In the icy waters off Antarctica, gentoo penguins form groups as they hunt for food. They bob in and out of the water before diving below the surface, seemingly directed by a call. Scientists have long struggled to understand just how gentoo penguins communicate, but a group of researchers may have found a way to eavesdrop.
Over the course of two Antarctic summers, scientists at the Korean Polar Research Institute (KOPRI) strapped 26 gentoo penguins with cameras, recording almost 600 call events. In the footage, the penguins moved in unison after one or two short, quick calls. Nearly half of the gatherings occurred within a minute after that call was made.

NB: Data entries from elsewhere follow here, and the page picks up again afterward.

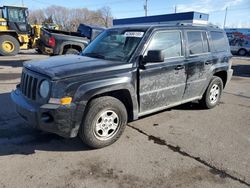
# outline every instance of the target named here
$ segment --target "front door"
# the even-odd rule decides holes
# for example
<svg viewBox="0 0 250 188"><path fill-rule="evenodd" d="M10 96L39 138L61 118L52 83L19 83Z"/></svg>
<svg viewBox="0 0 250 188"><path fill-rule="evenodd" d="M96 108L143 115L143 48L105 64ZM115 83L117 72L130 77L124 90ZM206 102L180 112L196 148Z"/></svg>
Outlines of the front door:
<svg viewBox="0 0 250 188"><path fill-rule="evenodd" d="M186 59L187 85L183 99L189 100L202 95L213 59L206 31L191 30L186 31L185 34L188 57Z"/></svg>
<svg viewBox="0 0 250 188"><path fill-rule="evenodd" d="M150 63L140 68L140 113L157 111L182 100L186 71L182 32L180 30L156 31L144 53L162 50L164 62Z"/></svg>

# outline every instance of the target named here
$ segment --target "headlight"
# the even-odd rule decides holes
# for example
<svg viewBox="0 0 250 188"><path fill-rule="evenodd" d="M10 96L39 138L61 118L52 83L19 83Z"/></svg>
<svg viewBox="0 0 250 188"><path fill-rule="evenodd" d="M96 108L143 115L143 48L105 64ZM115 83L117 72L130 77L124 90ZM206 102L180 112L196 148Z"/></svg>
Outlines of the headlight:
<svg viewBox="0 0 250 188"><path fill-rule="evenodd" d="M0 22L1 26L7 26L7 22Z"/></svg>
<svg viewBox="0 0 250 188"><path fill-rule="evenodd" d="M49 95L49 82L47 80L43 80L40 84L39 93L42 98L47 98Z"/></svg>

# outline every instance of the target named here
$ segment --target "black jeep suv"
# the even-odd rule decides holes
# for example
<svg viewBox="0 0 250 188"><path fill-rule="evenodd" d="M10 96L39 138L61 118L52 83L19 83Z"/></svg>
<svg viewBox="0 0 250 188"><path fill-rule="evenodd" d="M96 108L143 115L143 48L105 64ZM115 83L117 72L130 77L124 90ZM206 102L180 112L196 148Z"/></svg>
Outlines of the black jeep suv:
<svg viewBox="0 0 250 188"><path fill-rule="evenodd" d="M27 62L11 97L33 127L101 148L146 114L194 100L215 107L231 57L213 26L113 27L81 55Z"/></svg>

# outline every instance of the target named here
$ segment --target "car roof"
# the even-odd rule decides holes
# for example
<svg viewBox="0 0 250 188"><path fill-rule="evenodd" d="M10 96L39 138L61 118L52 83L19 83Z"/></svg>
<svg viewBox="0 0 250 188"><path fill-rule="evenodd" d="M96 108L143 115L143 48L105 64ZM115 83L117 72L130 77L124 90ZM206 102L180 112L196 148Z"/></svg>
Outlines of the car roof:
<svg viewBox="0 0 250 188"><path fill-rule="evenodd" d="M111 29L115 29L115 28L121 28L121 29L135 29L135 30L148 30L148 29L177 29L177 28L181 28L181 29L195 29L195 30L214 30L214 31L223 31L222 29L220 29L219 27L215 26L215 25L185 25L185 24L131 24L131 25L116 25L113 26Z"/></svg>

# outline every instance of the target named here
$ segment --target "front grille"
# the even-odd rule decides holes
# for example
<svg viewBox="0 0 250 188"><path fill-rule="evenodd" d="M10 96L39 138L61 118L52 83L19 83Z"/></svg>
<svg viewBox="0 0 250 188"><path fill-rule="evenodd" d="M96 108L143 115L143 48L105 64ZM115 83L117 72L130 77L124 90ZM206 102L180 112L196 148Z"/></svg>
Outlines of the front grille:
<svg viewBox="0 0 250 188"><path fill-rule="evenodd" d="M20 90L24 96L29 99L36 100L38 90L38 78L31 74L24 72L22 73Z"/></svg>

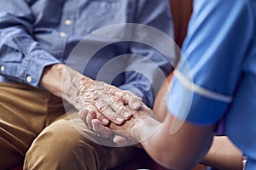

Researchers believe it’s likely the gentoo penguins get into groups to improve their chances of catching food. Here’s Sarah Gibbens reporting for National Geographic:
Gentoo penguins typically spend most of their days hunting close to shore, but they’re known to swim as far as 16 miles out to sea and dive nearly 655 feet below water to find food (from fish to krill). The study noted that it’s unlikely the calls are used to alert members of the hunting groups to predators (such as leopard seals), as those animals usually congregate near the shore, and the calls were made in open ocean.
Despite this new footage, it’s still unclear what the exact functions of the calls are. Recordings were limited to eight hour segments and the low visibility in the water made it difficult to observe the interactions between penguins. Additionally, the microphone was embedded in the penguins’ feathers, making it difficult to detect how they communicate back-and-forth.
This study does provide new insights into how these birds live, however the research team hopes to collect more footage by placing cameras on multiple penguins in the same group.